就這麼過了半年,容随和夏嶼的成績都有了顯著的提高。
不止是他們,就連黃毛這群人,成績都多多少少有了進步。
當成績出來後,一直以他們為恥,對他們非打即罵的父母,難得的對他們有了好臉色。
黃毛這群人一開始還有些不适應,可嘗到了甜頭之後,他們不由自主的,就開始認真了起來。
不是被容随影響的那種,而是真的自主開始學習。
當然,成績提高最顯著的,還要數容随。
他身為男主,當然不可能是一個蠢人,更何況,曾經經曆過那麼多世界,這些東西他已經學過不止一次。
現在說是學習,其實跟複習沒什麼兩樣。
畢竟他隻是封存了記憶到世界裡曆練,而不是清空記憶投胎轉世。
别人是從頭開始學,他是在日複一日中,将那些深埋在他記憶深處的記憶給喚醒。
半年後的期中考,容随一舉考到了高二年紀的段第一。
他這樣的成績,不僅驚掉了黃毛他們的下巴,讓他們直呼随哥牛批,還把天天跟他一起學習的夏嶼給打擊得不輕。
容随的公寓,夏嶼抱着成績單哼哼唧唧。
“憑什麼啊,都是一起學習的,都是我姐教的,我半年考到前二十已經很厲害了,憑什麼你就能段第一啊!”
容随窩在沙發上,抱着懷錦和黃毛他們打遊戲,聞言挑了下眉,手底下拿下一個漂亮的雙殺。
“可能這就是智商上的差距吧?”
“……”
夏嶼很不服氣,扭頭看向懷錦。
“姐!你管管他!”
“……”
懷錦滿臉莫名。
跟她有什麼關系?
剛好一局結束,容随跟黃毛說了一聲,先退出了遊戲,吧唧在懷錦臉上親了一口。
“這是我女朋友,請你自重!”
“這還是我姐呢!”
容随跟夏嶼又怼起來了。
懷錦已經見慣不怪,這半年來,他們倆湊在一起就是這樣,和平共處不了多久,就會怼起來。
不過她也能看得出來,他們對對方沒有什麼惡意。
可能就是單純的喜歡這樣的相處方式吧?
懷錦不是很懂,也懶得管。
這個世界的任務實在是太簡單了。
這半年來,容随整天不是在學校就是圍着懷錦轉,偶爾跟黃毛他們出去一趟,也很快就會回來,省心得不行。
夏嶼也是,他叛逆歸叛逆,卻很聽懷錦這個姐姐的話。
除了剛到這個世界的時候,他都沒怎麼讓懷錦費心。
在學校的時候,還會幫懷錦盯着容随,隻要容随一有什麼風吹草動,馬上就給她打電話告狀。
半年來,懷錦都沒覺察到外來者的存在。
也不知道是不是因為知道她恢複了記憶,不敢到她面前蹿。
總之,這個世界,對于懷錦來說,跟度假沒什麼區别。
隻是就在一切都向着好的方向發展時,一通電話,打破了這樣的平靜。
彼時,夏家父母難得休息,懷錦正和他們在飯店裡聚餐吃飯。
電話是黃毛打過來的。
早在她和容随确定關系後沒多久,容随的那群小弟就一個個加了她的微信。
夏家父母話音一頓,看向懷錦。
“寶寶?”
“抱歉,我接個電話。

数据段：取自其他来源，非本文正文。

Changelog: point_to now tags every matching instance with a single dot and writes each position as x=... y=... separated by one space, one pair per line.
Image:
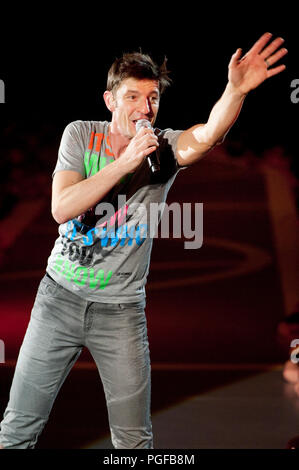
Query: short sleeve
x=72 y=147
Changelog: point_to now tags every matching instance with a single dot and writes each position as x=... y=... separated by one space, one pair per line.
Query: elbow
x=58 y=215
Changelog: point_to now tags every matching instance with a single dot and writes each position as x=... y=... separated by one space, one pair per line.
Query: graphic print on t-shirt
x=98 y=256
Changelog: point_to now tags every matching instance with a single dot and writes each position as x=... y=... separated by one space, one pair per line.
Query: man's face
x=135 y=99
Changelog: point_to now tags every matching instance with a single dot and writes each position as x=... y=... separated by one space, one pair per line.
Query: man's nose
x=145 y=107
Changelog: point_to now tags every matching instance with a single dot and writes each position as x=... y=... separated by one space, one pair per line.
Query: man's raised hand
x=252 y=69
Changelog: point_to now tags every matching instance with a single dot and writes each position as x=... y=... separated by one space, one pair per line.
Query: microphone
x=152 y=159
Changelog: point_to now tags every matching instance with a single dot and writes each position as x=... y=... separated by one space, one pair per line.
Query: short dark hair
x=137 y=65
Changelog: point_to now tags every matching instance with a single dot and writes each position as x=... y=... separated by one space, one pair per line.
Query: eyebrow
x=136 y=92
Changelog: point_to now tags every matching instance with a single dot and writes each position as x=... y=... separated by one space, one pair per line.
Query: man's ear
x=109 y=100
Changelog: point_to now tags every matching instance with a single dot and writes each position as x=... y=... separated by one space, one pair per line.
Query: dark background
x=55 y=70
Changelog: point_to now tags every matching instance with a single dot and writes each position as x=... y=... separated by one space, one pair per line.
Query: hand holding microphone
x=153 y=161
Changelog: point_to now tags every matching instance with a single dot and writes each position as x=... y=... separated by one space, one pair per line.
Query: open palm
x=252 y=69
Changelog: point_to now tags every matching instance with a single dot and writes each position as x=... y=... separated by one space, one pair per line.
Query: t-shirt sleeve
x=71 y=149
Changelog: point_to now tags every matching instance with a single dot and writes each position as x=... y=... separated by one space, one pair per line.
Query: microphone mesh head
x=142 y=123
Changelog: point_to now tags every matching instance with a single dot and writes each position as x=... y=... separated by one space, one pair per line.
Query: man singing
x=93 y=292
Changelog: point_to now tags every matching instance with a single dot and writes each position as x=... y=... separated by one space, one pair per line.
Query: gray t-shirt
x=106 y=259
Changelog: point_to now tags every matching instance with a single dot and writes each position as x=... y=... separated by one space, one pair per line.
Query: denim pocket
x=138 y=305
x=48 y=286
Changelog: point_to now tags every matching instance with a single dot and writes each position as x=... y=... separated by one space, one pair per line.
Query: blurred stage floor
x=216 y=305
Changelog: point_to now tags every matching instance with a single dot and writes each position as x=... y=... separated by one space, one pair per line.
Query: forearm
x=223 y=116
x=77 y=198
x=195 y=142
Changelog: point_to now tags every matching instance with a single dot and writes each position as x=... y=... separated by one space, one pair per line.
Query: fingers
x=275 y=71
x=235 y=57
x=260 y=44
x=147 y=136
x=271 y=48
x=275 y=57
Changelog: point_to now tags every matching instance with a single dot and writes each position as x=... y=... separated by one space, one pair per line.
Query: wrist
x=235 y=91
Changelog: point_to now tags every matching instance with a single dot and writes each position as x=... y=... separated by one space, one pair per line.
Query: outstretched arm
x=244 y=75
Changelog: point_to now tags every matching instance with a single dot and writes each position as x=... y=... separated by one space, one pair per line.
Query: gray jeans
x=61 y=324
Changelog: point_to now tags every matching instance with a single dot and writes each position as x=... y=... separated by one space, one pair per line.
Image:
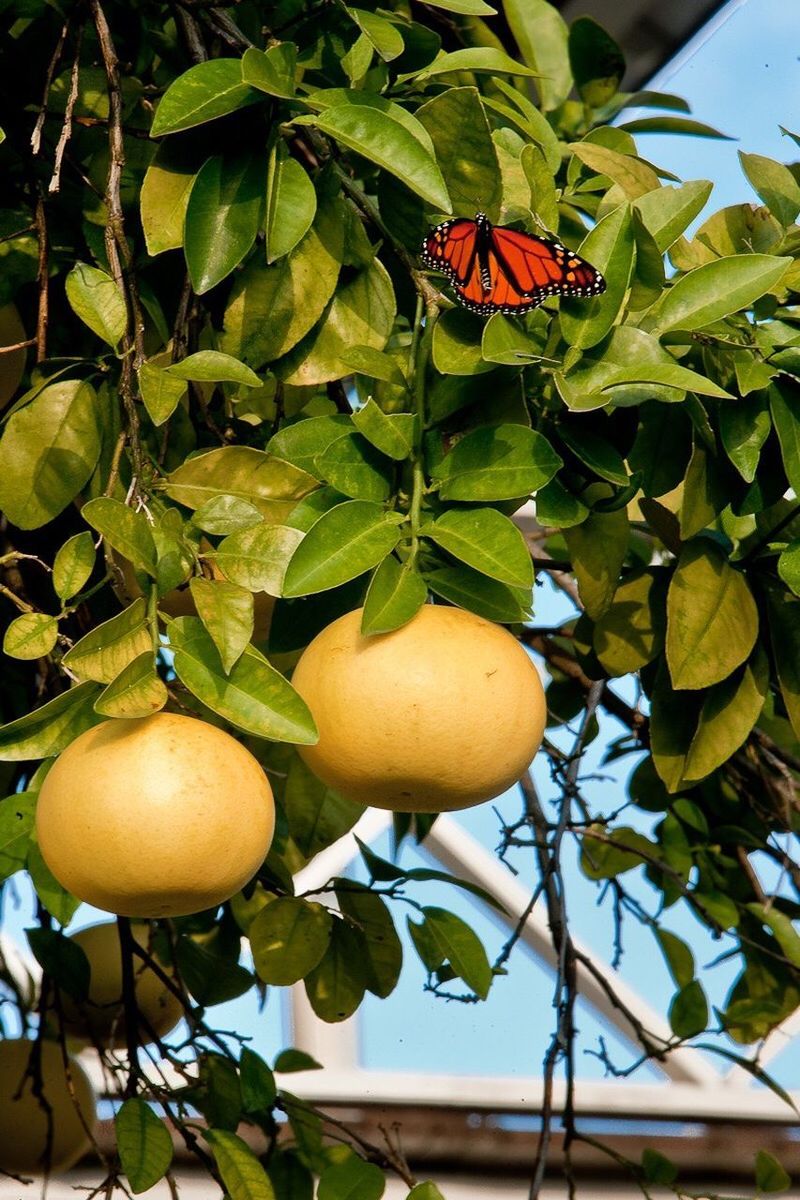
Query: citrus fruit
x=440 y=714
x=157 y=816
x=101 y=1017
x=24 y=1121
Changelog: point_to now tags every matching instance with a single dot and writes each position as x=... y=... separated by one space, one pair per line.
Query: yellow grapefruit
x=25 y=1127
x=444 y=713
x=157 y=816
x=101 y=1017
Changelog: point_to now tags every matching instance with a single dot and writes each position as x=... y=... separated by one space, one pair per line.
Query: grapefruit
x=25 y=1126
x=101 y=1017
x=440 y=714
x=157 y=816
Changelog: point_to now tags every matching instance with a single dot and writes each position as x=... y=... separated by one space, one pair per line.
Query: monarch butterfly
x=495 y=269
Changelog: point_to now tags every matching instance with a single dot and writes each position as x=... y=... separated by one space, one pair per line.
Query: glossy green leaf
x=136 y=691
x=227 y=612
x=609 y=247
x=222 y=216
x=96 y=299
x=203 y=93
x=104 y=651
x=48 y=730
x=31 y=635
x=290 y=203
x=73 y=564
x=47 y=453
x=361 y=312
x=144 y=1145
x=257 y=558
x=272 y=486
x=711 y=617
x=124 y=529
x=253 y=696
x=271 y=71
x=396 y=593
x=294 y=292
x=336 y=985
x=716 y=289
x=288 y=939
x=497 y=463
x=242 y=1175
x=346 y=541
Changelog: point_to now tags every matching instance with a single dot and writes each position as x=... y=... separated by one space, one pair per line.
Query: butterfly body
x=497 y=269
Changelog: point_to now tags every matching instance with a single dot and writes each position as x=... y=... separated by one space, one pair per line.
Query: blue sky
x=741 y=76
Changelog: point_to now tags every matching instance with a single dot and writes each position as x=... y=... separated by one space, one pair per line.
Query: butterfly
x=495 y=269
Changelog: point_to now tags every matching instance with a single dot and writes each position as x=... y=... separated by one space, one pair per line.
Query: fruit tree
x=259 y=565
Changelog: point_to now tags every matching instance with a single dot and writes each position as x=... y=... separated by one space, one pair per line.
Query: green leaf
x=667 y=211
x=716 y=289
x=355 y=468
x=163 y=198
x=227 y=612
x=608 y=246
x=461 y=947
x=396 y=593
x=775 y=185
x=317 y=815
x=729 y=712
x=248 y=474
x=596 y=60
x=361 y=312
x=271 y=71
x=73 y=564
x=242 y=1175
x=31 y=635
x=336 y=985
x=689 y=1011
x=346 y=541
x=498 y=462
x=49 y=730
x=382 y=139
x=384 y=952
x=104 y=651
x=96 y=299
x=257 y=558
x=486 y=540
x=161 y=393
x=597 y=550
x=457 y=124
x=124 y=529
x=214 y=366
x=294 y=292
x=711 y=617
x=253 y=696
x=48 y=451
x=17 y=815
x=541 y=35
x=143 y=1143
x=770 y=1176
x=222 y=216
x=469 y=589
x=392 y=435
x=352 y=1180
x=203 y=93
x=290 y=202
x=137 y=690
x=288 y=939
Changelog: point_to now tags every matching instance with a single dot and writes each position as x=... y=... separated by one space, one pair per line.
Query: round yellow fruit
x=160 y=816
x=24 y=1121
x=12 y=365
x=441 y=714
x=101 y=1017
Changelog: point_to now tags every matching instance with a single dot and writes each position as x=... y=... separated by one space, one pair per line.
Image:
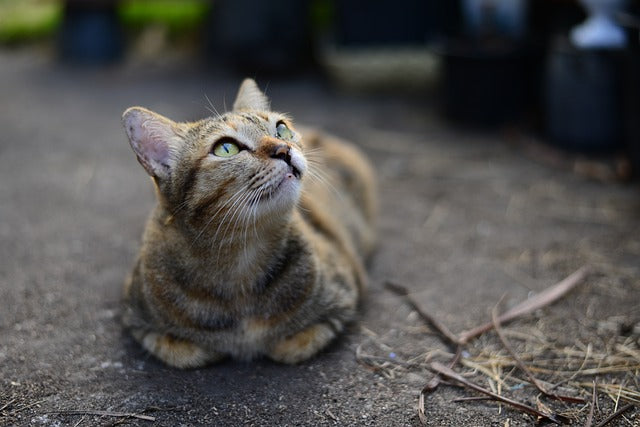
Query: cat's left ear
x=154 y=139
x=250 y=97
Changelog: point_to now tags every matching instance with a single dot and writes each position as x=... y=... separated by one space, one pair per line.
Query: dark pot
x=90 y=32
x=269 y=36
x=384 y=22
x=486 y=84
x=583 y=103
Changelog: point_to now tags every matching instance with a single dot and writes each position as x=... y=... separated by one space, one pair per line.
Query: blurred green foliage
x=25 y=20
x=176 y=15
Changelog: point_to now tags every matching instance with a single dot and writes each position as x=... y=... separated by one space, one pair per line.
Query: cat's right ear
x=154 y=139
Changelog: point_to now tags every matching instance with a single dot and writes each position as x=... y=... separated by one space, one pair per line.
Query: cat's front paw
x=176 y=352
x=302 y=345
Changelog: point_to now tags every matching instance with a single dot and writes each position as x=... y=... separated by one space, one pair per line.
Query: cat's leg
x=304 y=344
x=174 y=351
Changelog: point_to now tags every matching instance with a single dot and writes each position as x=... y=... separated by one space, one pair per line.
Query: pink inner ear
x=149 y=139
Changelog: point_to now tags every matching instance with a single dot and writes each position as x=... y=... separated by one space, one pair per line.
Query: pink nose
x=282 y=152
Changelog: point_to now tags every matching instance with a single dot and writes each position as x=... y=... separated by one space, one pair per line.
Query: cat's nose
x=283 y=152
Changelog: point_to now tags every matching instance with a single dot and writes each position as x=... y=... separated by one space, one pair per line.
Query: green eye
x=226 y=147
x=283 y=132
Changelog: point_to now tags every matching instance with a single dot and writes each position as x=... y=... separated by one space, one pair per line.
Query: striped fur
x=260 y=253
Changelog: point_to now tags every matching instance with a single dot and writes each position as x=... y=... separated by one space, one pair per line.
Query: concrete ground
x=465 y=218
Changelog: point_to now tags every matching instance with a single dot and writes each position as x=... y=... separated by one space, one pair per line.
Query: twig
x=593 y=406
x=6 y=405
x=449 y=373
x=615 y=415
x=544 y=298
x=30 y=405
x=432 y=384
x=440 y=327
x=496 y=324
x=471 y=399
x=106 y=414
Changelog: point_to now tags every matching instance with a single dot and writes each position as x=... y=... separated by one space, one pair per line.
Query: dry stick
x=106 y=414
x=444 y=332
x=496 y=324
x=615 y=415
x=449 y=373
x=432 y=384
x=593 y=406
x=6 y=405
x=544 y=298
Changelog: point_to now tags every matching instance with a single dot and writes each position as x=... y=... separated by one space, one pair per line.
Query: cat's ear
x=250 y=97
x=154 y=139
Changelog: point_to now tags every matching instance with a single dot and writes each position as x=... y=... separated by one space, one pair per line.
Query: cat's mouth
x=293 y=174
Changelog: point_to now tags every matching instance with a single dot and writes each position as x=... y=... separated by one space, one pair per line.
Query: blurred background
x=564 y=72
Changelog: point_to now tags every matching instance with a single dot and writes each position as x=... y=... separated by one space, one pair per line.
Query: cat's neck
x=236 y=256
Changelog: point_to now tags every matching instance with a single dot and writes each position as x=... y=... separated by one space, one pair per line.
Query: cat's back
x=339 y=195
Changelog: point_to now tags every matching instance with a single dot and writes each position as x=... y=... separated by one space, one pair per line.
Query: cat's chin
x=284 y=195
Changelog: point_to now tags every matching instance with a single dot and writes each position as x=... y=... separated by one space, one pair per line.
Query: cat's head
x=247 y=162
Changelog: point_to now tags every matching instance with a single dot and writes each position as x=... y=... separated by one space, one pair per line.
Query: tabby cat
x=257 y=241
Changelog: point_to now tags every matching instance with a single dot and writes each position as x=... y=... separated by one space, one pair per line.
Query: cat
x=257 y=242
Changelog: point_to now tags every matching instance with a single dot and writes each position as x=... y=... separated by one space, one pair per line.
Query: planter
x=486 y=84
x=267 y=36
x=90 y=32
x=583 y=101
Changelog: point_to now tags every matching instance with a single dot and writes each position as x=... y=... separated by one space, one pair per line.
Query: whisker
x=233 y=199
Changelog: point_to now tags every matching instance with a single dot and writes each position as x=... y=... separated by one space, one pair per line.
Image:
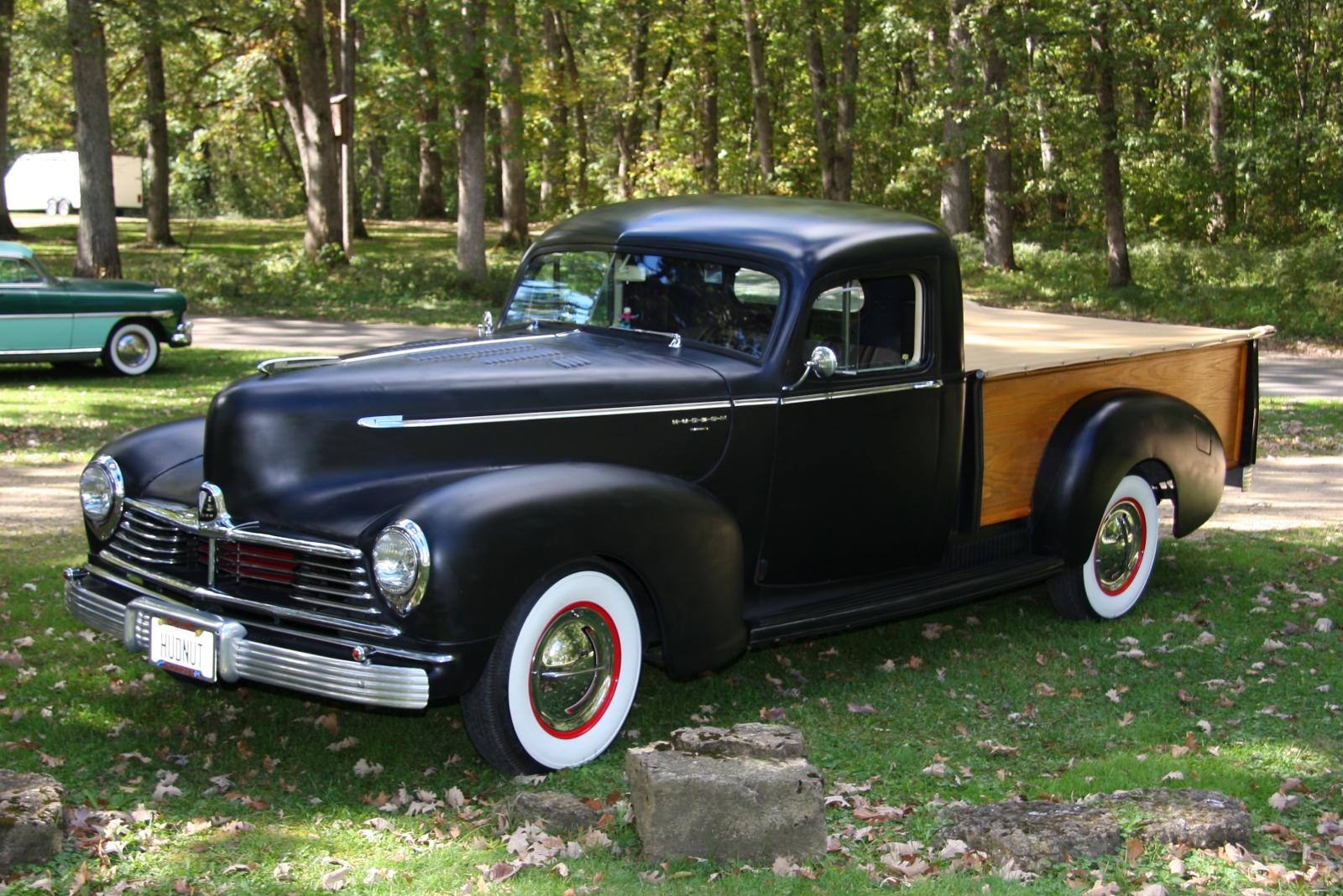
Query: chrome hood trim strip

”
夏家父母已經很久沒有見到懷錦,對這樣的女兒有些不習慣,在這種不習慣之外,更多的,卻是一種莫名的發怵。
兩人對視一眼,點點頭。
“去吧。”
懷錦起身離開包間,接通了電話。
“随哥你冷靜點!”
“操!你們倒是攔着點啊!”
電話一接通,就是黃毛的鬼哭狼嚎。
懷錦一頓,心底突然有種不好的預感。
“你們在哪兒。”
“栀姐!你總算接電話了!”
懷錦皺了下眉,語氣也冷了幾分。
“在哪兒。”
“鲸落!栀姐你快過來,我們攔不住随哥了!”
懷錦挂斷電話,連招呼都沒給夏家父母打一聲,隻給夏嶼發了條消息,立刻動身前往鲸落。
她也沒去攔出租車,找了個沒人,監控也拍不到的角落,身影一晃,就消失在了原地。
當她的身影再出現時,已經在鲸落酒吧背後的巷子裡。
懷錦看了眼路,鎮定的越過一些在巷子裡親熱的小情侶,走進了鲸落。
她進去的時候,裡面正鬧成一團。
酒瓶砸了一地,不少人躲在沙發後,各懷心思看着中間。
服務員抱着腦袋縮在吧台後面,大氣不敢喘。
最中央,一群人在混戰,電話裡還在勸架的黃毛,此時也跟人扭打在一起。
震天的音樂聲,似乎在為他們伴奏。
容随眉眼間滿是戾氣,摁着個跟他差不多的男生,拎着酒瓶就要往他腦袋上砸。
懷錦眉心一跳,幾個大步沖過去,握住了他的手腕。
手腕被制住,容随兇狠的擡頭,卻在看見懷錦的瞬間,眸子瑟縮了下,戾氣漸漸消散。
“乖寶?你怎麼來了?”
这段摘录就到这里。